O nosso herói, interpretado por um Josh Brolin justíssimo, é agora um publicitário manhoso, aspirante a “senhor do mundo” cujos (aqui) vinte anos de clausura, impostos por um dos membros do “um por cento”, atiram para um percurso de redenção da América autista e decadente das últimas duas décadas. É como se estivesse a lavar em sangue as duas presidências de Bush, os traumas do 11 de Setembro e da guerra do Iraque e do furacão Katrina, ao mesmo tempo que a constante vigilância de todos os seus passos remete para os actuais escândalos da NSA. Tudo montado em modo de “encomenda” veloz e pujante, com Lee a “responder” às glorificações grindhouse de autor de Tarantino com o seu mau feitio habitual, com um evidente domínio formal mas também sem grande personalidade ou convicção estilística; e dá um grande tiro no pé ao tentar recriar um dos momentos emblemáticos do Oldboy original, tropeçando na impossibilidade de o igualar e literalmente “parando” o filme para nada.
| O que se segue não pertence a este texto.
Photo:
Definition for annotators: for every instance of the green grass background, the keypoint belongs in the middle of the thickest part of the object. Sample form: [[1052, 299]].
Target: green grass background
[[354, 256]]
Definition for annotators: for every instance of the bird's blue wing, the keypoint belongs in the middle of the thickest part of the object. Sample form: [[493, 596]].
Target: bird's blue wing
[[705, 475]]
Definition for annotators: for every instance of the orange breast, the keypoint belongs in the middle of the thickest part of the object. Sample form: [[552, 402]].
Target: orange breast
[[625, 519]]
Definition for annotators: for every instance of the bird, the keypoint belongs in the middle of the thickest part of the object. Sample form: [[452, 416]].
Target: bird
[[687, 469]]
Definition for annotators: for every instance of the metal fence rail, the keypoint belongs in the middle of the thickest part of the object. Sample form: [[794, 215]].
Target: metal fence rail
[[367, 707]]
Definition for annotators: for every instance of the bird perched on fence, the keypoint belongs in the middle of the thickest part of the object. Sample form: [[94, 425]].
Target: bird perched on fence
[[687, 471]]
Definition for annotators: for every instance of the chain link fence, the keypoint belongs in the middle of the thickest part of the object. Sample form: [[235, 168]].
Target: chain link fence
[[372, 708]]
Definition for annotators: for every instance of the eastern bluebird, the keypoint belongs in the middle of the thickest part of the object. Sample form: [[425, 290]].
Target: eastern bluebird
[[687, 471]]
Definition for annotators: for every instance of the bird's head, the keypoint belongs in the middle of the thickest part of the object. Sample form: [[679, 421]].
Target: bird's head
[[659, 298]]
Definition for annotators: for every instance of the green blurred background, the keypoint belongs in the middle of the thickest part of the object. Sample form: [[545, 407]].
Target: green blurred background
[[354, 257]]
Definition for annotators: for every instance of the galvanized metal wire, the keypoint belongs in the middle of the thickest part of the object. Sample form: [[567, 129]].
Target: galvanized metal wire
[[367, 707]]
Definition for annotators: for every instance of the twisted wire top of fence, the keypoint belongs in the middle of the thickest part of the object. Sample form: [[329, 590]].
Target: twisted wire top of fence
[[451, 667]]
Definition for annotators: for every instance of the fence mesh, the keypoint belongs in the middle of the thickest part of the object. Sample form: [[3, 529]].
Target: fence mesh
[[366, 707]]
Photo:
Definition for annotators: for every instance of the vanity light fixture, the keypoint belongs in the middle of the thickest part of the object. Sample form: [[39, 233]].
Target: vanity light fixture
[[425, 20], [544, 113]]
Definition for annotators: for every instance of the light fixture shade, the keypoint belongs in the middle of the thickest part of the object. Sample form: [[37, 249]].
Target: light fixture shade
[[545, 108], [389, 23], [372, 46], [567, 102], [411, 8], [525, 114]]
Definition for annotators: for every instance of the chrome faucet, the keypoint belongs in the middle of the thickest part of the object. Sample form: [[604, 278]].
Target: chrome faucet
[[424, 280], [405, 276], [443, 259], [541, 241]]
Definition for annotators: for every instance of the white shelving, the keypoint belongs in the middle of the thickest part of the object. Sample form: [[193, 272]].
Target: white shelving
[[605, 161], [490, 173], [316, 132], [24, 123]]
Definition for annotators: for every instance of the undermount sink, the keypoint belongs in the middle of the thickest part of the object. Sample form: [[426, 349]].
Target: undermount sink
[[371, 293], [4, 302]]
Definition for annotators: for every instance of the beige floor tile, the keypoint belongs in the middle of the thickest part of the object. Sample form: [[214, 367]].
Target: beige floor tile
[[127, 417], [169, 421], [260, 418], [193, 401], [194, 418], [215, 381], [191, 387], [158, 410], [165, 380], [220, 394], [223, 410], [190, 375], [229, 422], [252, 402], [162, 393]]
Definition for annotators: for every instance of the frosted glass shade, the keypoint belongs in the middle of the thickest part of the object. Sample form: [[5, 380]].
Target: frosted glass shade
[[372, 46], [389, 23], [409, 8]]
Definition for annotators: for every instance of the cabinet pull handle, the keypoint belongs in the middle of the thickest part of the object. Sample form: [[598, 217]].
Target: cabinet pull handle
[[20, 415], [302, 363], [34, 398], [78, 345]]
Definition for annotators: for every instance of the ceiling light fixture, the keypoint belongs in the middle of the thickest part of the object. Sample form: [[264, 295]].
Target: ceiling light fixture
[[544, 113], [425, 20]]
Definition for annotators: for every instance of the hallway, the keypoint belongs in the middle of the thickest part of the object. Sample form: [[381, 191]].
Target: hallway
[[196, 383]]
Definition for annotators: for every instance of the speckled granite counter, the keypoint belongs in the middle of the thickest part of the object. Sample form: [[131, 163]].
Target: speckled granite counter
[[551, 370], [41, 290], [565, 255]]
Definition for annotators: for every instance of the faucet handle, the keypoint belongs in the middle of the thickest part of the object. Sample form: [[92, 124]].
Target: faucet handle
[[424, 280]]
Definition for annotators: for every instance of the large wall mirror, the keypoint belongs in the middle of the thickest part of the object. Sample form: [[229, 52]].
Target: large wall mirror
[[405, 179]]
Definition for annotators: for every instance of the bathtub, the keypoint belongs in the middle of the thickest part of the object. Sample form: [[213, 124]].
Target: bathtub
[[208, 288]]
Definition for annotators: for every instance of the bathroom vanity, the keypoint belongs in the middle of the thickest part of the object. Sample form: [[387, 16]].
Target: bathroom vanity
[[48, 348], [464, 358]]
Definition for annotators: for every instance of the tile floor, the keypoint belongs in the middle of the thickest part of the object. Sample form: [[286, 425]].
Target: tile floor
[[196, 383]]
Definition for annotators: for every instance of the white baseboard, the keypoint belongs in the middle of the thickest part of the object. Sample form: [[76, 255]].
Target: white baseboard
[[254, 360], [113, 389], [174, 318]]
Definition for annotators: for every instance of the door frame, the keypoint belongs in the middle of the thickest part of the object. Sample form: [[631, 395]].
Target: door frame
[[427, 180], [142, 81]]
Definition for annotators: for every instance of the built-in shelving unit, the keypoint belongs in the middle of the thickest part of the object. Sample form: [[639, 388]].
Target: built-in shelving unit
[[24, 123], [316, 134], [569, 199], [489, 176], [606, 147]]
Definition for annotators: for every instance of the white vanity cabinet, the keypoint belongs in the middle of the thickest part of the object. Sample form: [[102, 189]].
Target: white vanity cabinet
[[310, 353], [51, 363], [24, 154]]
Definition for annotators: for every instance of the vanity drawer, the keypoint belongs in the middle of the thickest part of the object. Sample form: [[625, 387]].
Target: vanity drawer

E aí se resume o problema de Oldboy. É certo que a última grande ficção de Lee foi uma encomenda (o magnífico Infiltrado, 2006), mas aqui fica sempre a ideia de que o nova-iorquino, apesar de não ter tido medo da violência da premissa, está sempre tolhido pela sombra de Park Chan-wook (e convirá não esquecer que houve aqui problemas de produção, com um director's cut de três horas cuja recusa pelos produtores “esfriou” o entusiasmo quer de Lee quer de Brolin em apoiar a estreia). Oldboy não é uma catástrofe nem um falhanço para esquecer. É, apenas, um filme tão honesto quanto inútil. E isso, tendo em conta o que está a refazer, é fatal.